Sunday 20 February 2011

Beware of a politician with a ‘mission.’

It’s that man again, David Cameron I mean, some time Prime Minister and full time evangelist for the ‘big society.’

This week he’s been out and about banging the drum for his pet project telling anyone who would listen and a lot of people who didn’t want to listen that the ‘big society is here to stay’, because it is his .mission in politics. It’s what I want us as a country to build and I’m going to fight for it every day.’

He told the press on Monday that he wanted the story of his government not just to be about ‘an economic recovery;’ fat chance of that Dave given soaring inflation levels and 2.5 million people out of work. He wanted, he said eyes alight with messianic fervour it to be a story about ‘social recovery too’, because as he has told we anyone who dares to doubt him before ‘our society is broken and we need to fix it- and the big society will help us to do that.’

Can NOBODY make this man see sense? Didn’t he even the smallest twinge of doubt when Dame Elizabeth Hoodless with forty years experience with the organisation Community Service Volunteers walked away from the project because she felt it to be fuzzy and lacking in direction?

Seemingly not, if there is a still small voice at the back of Citizen Dave’s mind telling him what he’s saying might just be nonsense it is pretty much drowned out by the bellowing of his ego.

I’d like to have been able to take our esteemed leader to the meeting attended by community campaigners from across my home town I went to one night last week, he might have learnt much that was useful from what they had to say about the ‘big society’ and its ever more deranged contradictions.

I wish he could have heard them talk about the funding on which their groups depend being cut to the bone by the same government that talks breezily about the voluntary sector stepping in to replace public services that are about to be cut. These aren’t wealthy people, most have made significant sacrifices for the good of their community; they’re good Samaritans and any society deserving of the name should applaud and support them, not trip them up as they cross the road to help those less fortunate than themselves.

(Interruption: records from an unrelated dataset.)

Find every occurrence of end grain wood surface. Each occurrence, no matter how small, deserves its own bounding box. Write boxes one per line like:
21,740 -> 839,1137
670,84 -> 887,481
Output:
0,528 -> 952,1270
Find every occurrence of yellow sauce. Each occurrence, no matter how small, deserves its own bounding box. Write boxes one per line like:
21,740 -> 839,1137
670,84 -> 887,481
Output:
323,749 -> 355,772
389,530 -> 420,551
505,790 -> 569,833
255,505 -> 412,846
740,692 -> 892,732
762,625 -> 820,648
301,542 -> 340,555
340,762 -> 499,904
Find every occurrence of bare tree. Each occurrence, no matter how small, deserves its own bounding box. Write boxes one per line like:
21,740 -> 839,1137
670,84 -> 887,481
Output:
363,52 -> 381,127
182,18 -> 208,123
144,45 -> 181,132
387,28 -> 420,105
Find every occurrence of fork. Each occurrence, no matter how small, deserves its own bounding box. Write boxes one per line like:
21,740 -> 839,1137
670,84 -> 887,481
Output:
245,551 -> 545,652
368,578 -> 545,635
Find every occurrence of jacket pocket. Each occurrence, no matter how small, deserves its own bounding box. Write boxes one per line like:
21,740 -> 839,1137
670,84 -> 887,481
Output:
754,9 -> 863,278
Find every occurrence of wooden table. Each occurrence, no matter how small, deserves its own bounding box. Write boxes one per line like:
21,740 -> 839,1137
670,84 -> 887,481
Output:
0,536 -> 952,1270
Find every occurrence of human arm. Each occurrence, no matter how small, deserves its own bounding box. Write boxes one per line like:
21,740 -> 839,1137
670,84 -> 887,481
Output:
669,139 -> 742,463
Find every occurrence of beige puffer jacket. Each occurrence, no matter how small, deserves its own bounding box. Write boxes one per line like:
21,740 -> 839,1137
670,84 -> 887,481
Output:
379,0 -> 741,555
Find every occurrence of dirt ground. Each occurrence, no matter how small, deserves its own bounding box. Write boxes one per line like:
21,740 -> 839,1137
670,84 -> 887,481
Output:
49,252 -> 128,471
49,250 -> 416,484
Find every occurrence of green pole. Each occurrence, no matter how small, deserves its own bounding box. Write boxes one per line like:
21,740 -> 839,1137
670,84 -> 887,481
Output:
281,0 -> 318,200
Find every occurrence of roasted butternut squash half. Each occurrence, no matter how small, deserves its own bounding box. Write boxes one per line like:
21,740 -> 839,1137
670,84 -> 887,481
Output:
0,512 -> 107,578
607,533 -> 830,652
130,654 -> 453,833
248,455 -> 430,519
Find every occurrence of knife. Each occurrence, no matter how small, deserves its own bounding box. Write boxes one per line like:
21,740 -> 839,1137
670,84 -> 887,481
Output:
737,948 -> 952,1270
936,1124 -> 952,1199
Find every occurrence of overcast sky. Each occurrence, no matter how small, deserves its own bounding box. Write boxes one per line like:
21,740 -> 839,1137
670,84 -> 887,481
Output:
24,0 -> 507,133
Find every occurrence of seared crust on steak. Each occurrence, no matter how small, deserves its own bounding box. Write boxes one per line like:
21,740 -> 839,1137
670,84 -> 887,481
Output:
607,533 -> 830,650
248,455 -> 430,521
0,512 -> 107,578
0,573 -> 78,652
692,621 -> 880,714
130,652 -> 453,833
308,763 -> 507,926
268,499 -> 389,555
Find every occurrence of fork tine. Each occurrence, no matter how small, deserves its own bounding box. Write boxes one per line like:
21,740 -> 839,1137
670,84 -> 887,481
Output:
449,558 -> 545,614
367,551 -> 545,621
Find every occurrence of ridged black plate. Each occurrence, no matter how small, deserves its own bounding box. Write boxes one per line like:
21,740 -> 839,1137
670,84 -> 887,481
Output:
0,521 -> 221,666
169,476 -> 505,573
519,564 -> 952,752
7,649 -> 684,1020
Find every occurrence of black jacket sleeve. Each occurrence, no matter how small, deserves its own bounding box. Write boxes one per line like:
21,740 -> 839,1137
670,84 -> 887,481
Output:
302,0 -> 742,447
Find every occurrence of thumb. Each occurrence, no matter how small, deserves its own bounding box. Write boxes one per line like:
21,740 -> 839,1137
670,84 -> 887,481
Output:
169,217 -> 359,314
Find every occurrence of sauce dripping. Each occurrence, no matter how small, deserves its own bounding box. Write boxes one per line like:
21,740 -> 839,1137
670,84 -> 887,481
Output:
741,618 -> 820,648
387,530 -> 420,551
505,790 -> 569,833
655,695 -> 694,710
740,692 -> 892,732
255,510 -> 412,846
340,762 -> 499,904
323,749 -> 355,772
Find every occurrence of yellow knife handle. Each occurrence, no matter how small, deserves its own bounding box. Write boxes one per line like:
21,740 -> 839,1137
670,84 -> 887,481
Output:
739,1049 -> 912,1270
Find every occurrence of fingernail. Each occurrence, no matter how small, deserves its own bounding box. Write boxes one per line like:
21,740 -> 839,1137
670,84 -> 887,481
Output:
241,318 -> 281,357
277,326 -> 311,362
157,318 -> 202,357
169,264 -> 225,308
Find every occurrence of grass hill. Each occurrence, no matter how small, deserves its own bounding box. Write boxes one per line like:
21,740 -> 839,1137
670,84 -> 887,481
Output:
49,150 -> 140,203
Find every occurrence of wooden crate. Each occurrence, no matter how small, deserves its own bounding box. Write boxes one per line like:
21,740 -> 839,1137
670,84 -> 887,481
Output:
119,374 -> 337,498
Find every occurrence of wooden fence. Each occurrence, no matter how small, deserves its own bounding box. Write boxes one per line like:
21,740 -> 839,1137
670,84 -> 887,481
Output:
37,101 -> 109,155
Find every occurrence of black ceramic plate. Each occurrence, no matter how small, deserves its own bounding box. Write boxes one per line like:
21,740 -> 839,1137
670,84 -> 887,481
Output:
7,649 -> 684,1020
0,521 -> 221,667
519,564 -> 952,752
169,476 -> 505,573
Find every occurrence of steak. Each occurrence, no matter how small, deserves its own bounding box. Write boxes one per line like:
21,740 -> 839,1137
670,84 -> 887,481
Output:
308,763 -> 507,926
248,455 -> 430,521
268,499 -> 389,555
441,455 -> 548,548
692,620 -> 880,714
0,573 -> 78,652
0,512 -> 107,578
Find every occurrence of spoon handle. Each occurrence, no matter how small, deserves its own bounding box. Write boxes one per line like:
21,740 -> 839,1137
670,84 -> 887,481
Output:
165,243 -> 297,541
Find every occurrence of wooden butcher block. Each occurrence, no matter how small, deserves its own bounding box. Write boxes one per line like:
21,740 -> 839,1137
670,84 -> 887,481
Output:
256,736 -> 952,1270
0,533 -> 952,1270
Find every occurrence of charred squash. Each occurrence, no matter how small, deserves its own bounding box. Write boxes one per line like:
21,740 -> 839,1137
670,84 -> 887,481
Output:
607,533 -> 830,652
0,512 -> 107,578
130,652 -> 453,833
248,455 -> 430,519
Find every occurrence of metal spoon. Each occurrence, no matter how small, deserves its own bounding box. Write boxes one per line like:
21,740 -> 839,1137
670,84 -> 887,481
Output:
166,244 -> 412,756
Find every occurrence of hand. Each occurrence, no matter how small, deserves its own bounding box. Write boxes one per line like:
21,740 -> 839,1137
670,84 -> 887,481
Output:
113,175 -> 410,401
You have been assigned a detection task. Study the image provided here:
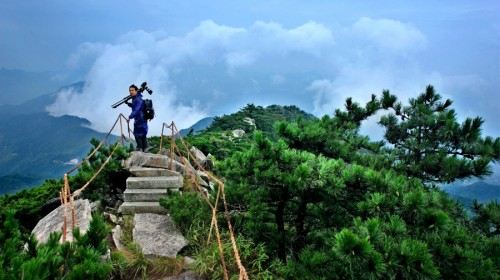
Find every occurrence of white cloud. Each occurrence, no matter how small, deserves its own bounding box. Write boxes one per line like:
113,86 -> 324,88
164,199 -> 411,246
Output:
48,18 -> 462,140
351,17 -> 427,52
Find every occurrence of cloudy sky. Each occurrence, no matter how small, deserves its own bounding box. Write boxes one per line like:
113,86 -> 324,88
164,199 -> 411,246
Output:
0,0 -> 500,136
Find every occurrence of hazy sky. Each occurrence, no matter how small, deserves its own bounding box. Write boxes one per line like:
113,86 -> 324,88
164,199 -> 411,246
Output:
0,0 -> 500,136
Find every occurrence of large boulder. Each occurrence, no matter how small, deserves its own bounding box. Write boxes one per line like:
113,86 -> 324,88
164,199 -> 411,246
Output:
32,199 -> 92,243
132,213 -> 187,258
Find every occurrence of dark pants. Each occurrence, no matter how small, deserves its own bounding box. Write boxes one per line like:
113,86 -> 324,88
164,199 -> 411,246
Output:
134,135 -> 148,152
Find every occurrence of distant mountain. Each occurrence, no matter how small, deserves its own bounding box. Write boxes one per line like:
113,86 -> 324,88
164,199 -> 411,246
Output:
0,68 -> 62,105
0,174 -> 45,194
0,83 -> 110,194
443,181 -> 500,203
207,104 -> 316,135
179,117 -> 214,137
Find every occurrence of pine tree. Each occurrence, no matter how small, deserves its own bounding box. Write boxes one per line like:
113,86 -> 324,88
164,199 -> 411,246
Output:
380,86 -> 500,183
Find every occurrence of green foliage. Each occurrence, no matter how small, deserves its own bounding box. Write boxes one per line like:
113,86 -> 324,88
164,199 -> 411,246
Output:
0,214 -> 112,279
380,86 -> 500,182
207,104 -> 315,138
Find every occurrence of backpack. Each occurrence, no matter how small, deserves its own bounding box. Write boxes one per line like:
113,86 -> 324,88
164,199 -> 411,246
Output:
142,99 -> 155,120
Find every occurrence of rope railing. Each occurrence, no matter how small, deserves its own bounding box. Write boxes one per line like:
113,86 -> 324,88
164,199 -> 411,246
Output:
159,122 -> 249,280
59,114 -> 249,280
59,114 -> 131,242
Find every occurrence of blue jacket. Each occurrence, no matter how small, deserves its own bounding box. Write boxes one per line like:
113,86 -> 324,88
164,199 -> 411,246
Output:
128,93 -> 148,136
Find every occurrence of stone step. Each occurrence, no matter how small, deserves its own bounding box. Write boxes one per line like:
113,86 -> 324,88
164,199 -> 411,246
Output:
118,201 -> 167,214
123,189 -> 168,202
123,152 -> 194,174
129,166 -> 180,177
127,176 -> 183,189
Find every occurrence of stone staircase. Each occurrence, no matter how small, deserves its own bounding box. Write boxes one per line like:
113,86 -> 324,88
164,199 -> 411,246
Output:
118,166 -> 183,214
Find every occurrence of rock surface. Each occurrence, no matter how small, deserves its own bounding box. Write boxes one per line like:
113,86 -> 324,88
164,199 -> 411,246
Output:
32,199 -> 92,243
111,225 -> 125,250
132,213 -> 187,257
123,151 -> 191,174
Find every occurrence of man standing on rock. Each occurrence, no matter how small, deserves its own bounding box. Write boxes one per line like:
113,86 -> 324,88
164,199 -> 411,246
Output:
127,84 -> 148,152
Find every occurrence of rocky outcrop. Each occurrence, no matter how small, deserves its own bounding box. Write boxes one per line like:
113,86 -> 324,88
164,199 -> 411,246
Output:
232,129 -> 245,138
32,199 -> 92,243
132,213 -> 187,258
111,225 -> 125,250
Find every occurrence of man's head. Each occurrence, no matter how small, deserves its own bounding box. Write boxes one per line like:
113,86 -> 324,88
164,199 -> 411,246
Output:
128,84 -> 139,96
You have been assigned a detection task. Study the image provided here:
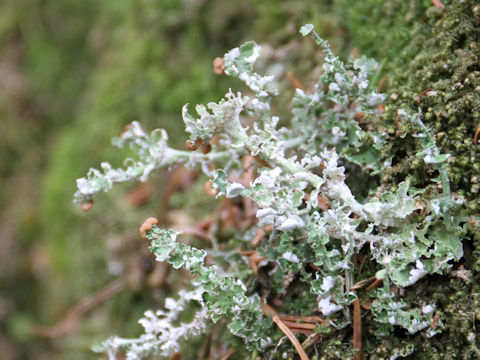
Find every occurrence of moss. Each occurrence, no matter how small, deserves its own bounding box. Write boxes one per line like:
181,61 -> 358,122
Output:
328,0 -> 480,359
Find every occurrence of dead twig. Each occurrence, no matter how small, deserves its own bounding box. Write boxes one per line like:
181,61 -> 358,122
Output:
220,350 -> 236,360
430,0 -> 445,10
272,315 -> 309,360
353,299 -> 362,360
29,280 -> 125,339
287,71 -> 305,90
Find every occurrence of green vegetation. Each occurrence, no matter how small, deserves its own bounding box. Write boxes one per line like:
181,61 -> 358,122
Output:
0,0 -> 480,359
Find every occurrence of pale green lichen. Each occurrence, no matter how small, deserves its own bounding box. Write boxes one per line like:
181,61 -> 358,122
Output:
76,26 -> 465,358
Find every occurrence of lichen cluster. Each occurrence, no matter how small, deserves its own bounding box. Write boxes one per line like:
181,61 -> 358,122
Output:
76,21 -> 474,359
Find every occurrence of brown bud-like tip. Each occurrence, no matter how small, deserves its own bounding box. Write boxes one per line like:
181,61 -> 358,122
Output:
353,111 -> 365,121
205,181 -> 218,196
80,200 -> 93,212
138,217 -> 158,239
185,138 -> 203,151
213,57 -> 225,75
202,144 -> 212,155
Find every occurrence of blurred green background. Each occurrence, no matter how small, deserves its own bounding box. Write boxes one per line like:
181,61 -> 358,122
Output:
0,0 -> 473,360
0,0 -> 345,360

I’d like David Cameron to have heard what they had to say, but I doubt very much that he would have listened. He shows every sign of being that most dangerous of things, a politician with a ‘mission’, but little or no idea how the other half live.

Nobody could make a realistic case for continuing with the bureaucratic, top down method by which New Labour dealt with local communities, civil servants based in London are notoriously unable to understand or respond to the needs of people in the wider country, but Cameron’s ‘big society’ is a disaster built on foundations of pure nonsense.

A few communities, notably those inhabited by the sort of people Dave and Sam Cam have round to dinner might benefit from the big society because they have the skills and the confidence to take over services threatened with closure. Poorer people living in communities will not be so lucky, they will find themselves at the mercy of the sort of ‘charity’ that predated the welfare state, handed out in an arbitrary fashion by authorities dedicated to keeping people firmly in their place.

I have always supported giving disadvantaged people greater agency in transforming their communities, after all they often know best what is needed to do so, but the ‘big society’ will not deliver on this. It is a dangerously misconceived project led by a vain man; it should be stopped before it does serious harm.